10. Who Undertakes Assessments for Support Following the Order and Within the Last 3 Years
The Special Guardianship worker will carry out all the assessments in relation to the child, suitability of the potential Special Guardians, support services and preparing the Court report and presenting to Court, unless it is identified that the child is in need;
Where it is identified that a child is in need a referral will be made to the MASH duty team to carry out the assessment in relation to the child (see Knowsley Safeguarding Children Partnership Procedures, Multi Agency Safeguarding Hub (MASH) Procedure)

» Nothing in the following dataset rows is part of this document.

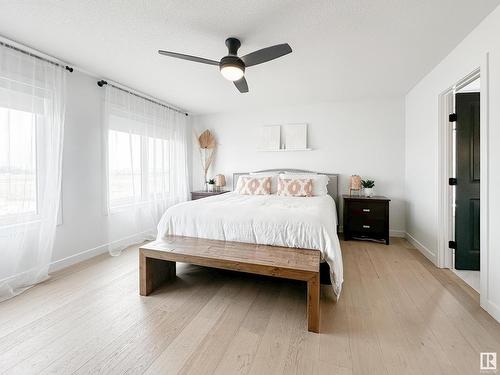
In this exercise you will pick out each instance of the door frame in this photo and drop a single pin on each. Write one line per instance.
(446, 105)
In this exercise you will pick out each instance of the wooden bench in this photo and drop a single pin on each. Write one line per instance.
(157, 264)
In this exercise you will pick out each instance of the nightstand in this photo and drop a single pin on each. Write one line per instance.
(203, 194)
(366, 218)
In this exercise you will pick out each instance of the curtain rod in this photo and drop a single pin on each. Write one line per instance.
(68, 68)
(102, 82)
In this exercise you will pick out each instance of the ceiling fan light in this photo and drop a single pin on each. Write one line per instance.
(231, 72)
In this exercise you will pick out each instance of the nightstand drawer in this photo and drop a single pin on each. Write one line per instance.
(367, 210)
(367, 225)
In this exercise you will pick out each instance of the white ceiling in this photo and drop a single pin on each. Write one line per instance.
(342, 49)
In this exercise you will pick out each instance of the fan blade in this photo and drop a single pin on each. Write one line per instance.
(266, 54)
(241, 85)
(188, 57)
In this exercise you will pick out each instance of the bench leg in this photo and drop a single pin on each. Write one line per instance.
(153, 272)
(313, 304)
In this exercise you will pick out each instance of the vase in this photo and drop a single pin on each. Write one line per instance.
(369, 192)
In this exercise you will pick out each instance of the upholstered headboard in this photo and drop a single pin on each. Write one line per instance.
(333, 183)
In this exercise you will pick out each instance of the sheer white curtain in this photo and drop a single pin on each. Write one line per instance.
(32, 93)
(145, 148)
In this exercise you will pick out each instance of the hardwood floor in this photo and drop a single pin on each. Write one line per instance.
(398, 314)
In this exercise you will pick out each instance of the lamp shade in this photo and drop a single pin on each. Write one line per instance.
(355, 183)
(220, 180)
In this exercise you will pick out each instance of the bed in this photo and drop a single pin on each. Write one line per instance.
(289, 222)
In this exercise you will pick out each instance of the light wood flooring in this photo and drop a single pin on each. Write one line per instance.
(397, 314)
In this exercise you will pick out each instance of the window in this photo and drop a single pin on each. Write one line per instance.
(138, 168)
(124, 168)
(158, 164)
(18, 163)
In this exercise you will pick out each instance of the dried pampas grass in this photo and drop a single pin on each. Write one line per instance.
(207, 144)
(206, 140)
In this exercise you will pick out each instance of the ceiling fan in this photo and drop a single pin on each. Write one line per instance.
(233, 67)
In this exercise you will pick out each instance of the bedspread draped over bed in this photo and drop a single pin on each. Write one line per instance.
(308, 223)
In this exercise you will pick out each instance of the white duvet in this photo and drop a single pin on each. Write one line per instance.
(308, 223)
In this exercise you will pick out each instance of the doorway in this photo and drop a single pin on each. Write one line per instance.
(462, 194)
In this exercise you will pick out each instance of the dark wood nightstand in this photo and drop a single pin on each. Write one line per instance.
(203, 194)
(366, 218)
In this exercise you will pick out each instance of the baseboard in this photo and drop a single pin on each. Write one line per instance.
(392, 232)
(397, 233)
(77, 258)
(425, 251)
(492, 309)
(102, 249)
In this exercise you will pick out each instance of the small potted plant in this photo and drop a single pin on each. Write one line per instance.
(211, 185)
(368, 186)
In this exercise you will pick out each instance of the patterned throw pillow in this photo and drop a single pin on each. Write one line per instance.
(248, 185)
(295, 187)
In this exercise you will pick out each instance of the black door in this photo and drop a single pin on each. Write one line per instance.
(467, 189)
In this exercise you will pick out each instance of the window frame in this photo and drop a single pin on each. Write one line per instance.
(12, 220)
(147, 196)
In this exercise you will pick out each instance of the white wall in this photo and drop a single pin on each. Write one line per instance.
(363, 137)
(422, 146)
(84, 224)
(85, 229)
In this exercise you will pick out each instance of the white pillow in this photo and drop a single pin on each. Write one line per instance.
(274, 179)
(320, 182)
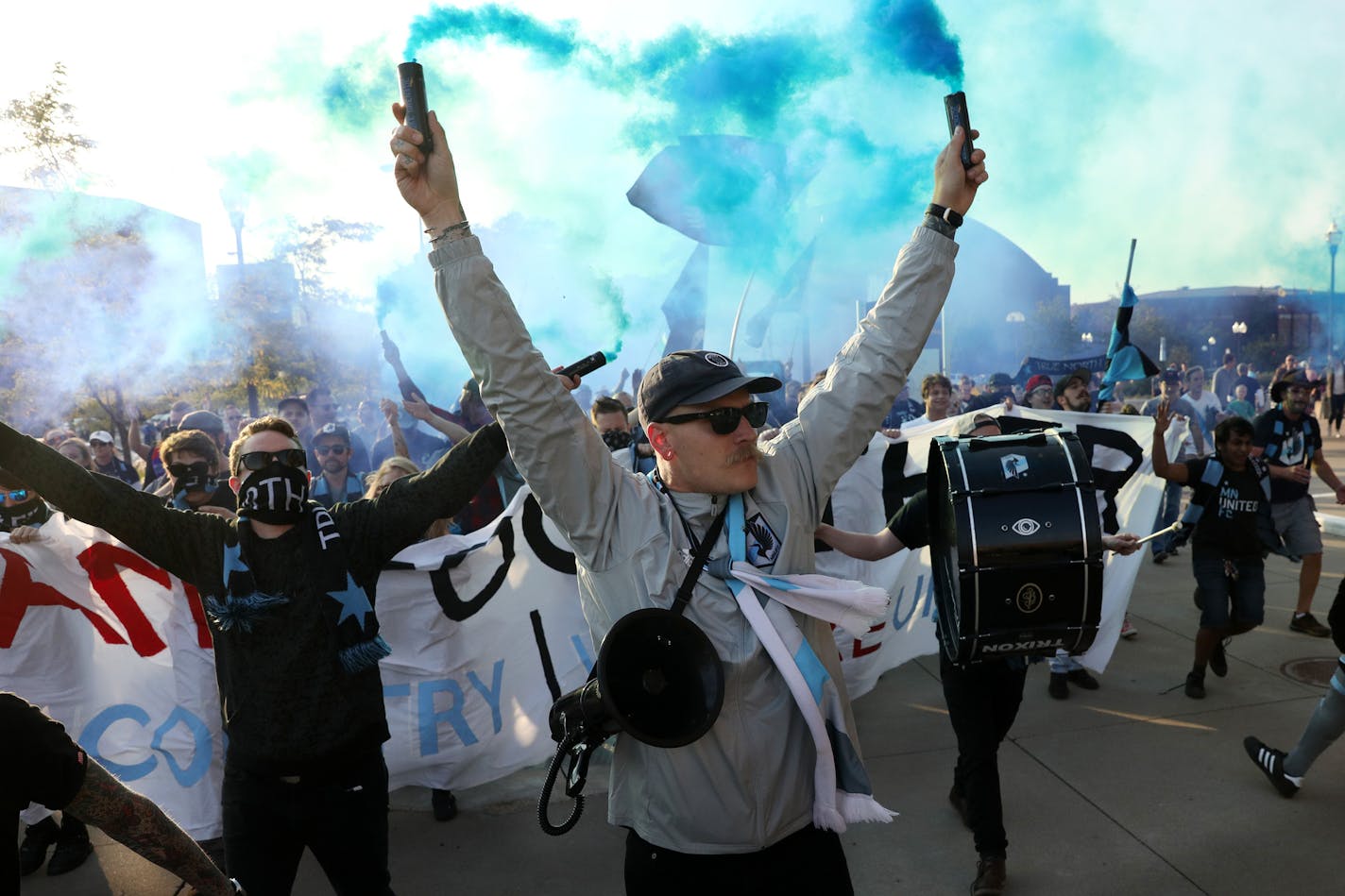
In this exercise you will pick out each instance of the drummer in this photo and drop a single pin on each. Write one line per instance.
(982, 697)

Appendix 1: Special Guardianship Order / Child Arrangement Order – Appeals process for financial assessment
1. Stage 1 – Review
A different Financial Assessor from the one that made the initial decision or financial assessment will be appointed to consider the review.
The Financial Assessor will:
- Acknowledge receipt of the service user's appeal request and advise the service user on the review process and to provide any necessary evidence to support their appeal. See SGO8 - Appeal Letter 1;
- The appointed officer will review the service user's case and any additional evidence, including, where relevant, any new income and expenditure information provided and will take account of any change in financial circumstances (e.g. reduction/increase to income);
- The Stage 1 review decision must be made within one calendar month once all information/evidence has been submitted by the special guardian;
- Letter sent confirming outcome of the review and of their right to appeal the decision. See SG09 – Appeal Letter 2.
Any awards made during the review process will only be backdated to the date of the request for a review unless there are exceptional circumstances.
2. Stage 2 – Appeal
If an appeal is submitted the Head of Service for Permanency and Provision (Children's Social Care) will review the original assessment, additional supporting information and the decision made at Stage 1 with two possible outcomes:
- Stage 1 Review decision overturned;
- Stage 1 Review decision upheld.
The Head of Service will advise the person in writing of the outcome of their second stage appeal and their right to make a complaint within 14 days.
See SG10 – Appeal Letter 3.
Any awards made during the appeal process will only be backdated to the date of the request for a review unless there are exceptional circumstances.
If the service user is not satisfied with the outcome of the initial Stage 1 Review or any subsequent Stage 2 Appeal they may lodge a complaint under the Corporate Complaints Procedure.
This procedure requires that the council is committed to dealing with all complaints fairly and impartially and to provide a high quality service to those who make them.
There are a number of ways to submit a complaint to the council:
- Complete the online form at: Knowsley Council Website;
- Pass their written complaint to a member of staff in any of our One Stop Shops;
- Ring 0151 443 3231 to speak to someone about their complaint regarding Children's Social Care;
- Write to:
Customer Liaison Team
The complaint will then be considered in accordance with the terms set out in the Corporate Complaints Procedure.